7.2.1. mclearn.active.active_learn¶
-
mclearn.active.
active_learn
(training_pool, testing_pool, training_oracle, testing_oracle, total_n, initial_n, random_n, active_learning_heuristic, classifier, compute_accuracy, classes, committee=None, bag_size=None, C=None, pool_sample_size=300, verbose=False)[source]¶ Conduct active learning and return a learning curve.
Parameters: - training_pool (array, shape = [n_samples, n_features]) – The feature matrix of all the training examples. Throughout the training phase, the active learner will select an oject from this pool to query to oracle.
- testing_pool (array, shape = [n_samples, n_features]) – The feature matrix of the test examples, which will be used to assess the accuracy rate of the active learner.
- training_oracle (array, shape = [n_samples]) – The array of class labels corresponding to the training examples.
- testing_oracle (array, shape = [n_samples]) – The array of class labels corresponding to the test examples.
- total_n (int) – The total number of samples that the active learner will query.
- initial_n (int) – The number of samples that the active learner will randomly select at the beginning to get the algorithm started.
- random_n (int) – At each iteration, the active learner will pick a random of sample of examples.
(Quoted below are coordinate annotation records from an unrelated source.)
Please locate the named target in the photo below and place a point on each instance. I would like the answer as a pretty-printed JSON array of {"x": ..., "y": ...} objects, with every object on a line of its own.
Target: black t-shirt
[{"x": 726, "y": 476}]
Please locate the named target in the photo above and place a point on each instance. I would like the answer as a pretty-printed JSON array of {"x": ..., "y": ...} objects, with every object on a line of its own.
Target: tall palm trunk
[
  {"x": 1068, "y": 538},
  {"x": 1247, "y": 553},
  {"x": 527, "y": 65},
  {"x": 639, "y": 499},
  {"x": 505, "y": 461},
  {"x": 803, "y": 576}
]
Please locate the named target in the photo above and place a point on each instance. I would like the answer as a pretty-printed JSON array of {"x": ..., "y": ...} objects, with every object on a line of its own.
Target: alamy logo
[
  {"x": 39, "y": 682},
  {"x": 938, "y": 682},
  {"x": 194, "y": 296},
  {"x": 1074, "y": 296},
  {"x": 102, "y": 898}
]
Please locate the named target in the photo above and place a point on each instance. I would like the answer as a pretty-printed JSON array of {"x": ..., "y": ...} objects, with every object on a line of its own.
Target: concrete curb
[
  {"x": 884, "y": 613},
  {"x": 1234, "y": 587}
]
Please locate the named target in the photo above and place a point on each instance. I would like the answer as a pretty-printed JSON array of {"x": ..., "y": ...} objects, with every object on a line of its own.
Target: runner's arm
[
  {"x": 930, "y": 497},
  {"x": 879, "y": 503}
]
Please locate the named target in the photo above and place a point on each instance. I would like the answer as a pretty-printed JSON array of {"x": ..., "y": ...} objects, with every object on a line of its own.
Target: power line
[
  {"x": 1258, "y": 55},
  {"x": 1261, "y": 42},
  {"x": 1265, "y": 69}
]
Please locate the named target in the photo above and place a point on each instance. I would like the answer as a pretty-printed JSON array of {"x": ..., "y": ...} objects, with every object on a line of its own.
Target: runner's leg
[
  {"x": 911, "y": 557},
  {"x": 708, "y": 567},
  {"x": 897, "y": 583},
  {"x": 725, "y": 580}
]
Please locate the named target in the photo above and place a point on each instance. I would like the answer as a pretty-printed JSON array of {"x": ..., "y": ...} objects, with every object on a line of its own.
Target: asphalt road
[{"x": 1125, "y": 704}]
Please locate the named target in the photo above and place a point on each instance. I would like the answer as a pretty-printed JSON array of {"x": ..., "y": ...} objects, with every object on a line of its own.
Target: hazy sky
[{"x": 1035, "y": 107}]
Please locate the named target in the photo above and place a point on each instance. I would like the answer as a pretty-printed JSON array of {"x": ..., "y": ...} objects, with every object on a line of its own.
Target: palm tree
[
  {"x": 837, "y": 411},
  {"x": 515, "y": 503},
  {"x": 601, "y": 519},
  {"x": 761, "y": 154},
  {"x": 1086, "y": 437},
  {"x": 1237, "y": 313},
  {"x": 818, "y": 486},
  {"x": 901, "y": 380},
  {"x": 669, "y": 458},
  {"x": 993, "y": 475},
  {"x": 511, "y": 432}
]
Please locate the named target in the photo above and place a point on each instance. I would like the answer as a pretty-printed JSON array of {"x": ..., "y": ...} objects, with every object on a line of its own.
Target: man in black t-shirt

It will then compute a score for each of example and query the one with the highest score according to the active learning rule. If random_n is set to 0, the entire training pool will be sampled (which can be inefficient with large datasets).
- active_learning_heuristic (function) – This is the function that implements the active learning rule. Given a set of training candidates and the classifier as inputs, the function will return index array of candidate(s) with the highest score(s).
- classifier (Classifier object) – A classifier object that will be used to train and test the data. It should have the same interface as scikit-learn classifiers.
- compute_accuracy (function) – Given a trained classifier, a test set, and a test oracle, this function will return the accuracy rate.
- classes (int) – The name of classes.
- committee (list of Classifier object) – A list that contains the committee of classifiers used by the query by bagging heuristics.
- bag_size (int) – The number of training examples used by each member in the committee.
- C (float) – The regularisation parameter of Logistic Regression.
- pool_sample_size (int) – The size of the sample which will be used to estimate the variance/entropy.
- verbose (boolean) – If set to True, progress is printed to standard output after every 100 iterations.
Returns: learning_curve – Every time the active learner queries the oracle, it will re-train the classifier and run it on the test data to get an accuracy rate. The learning curve is simply the array containing all of these accuracy rates.
Return type: array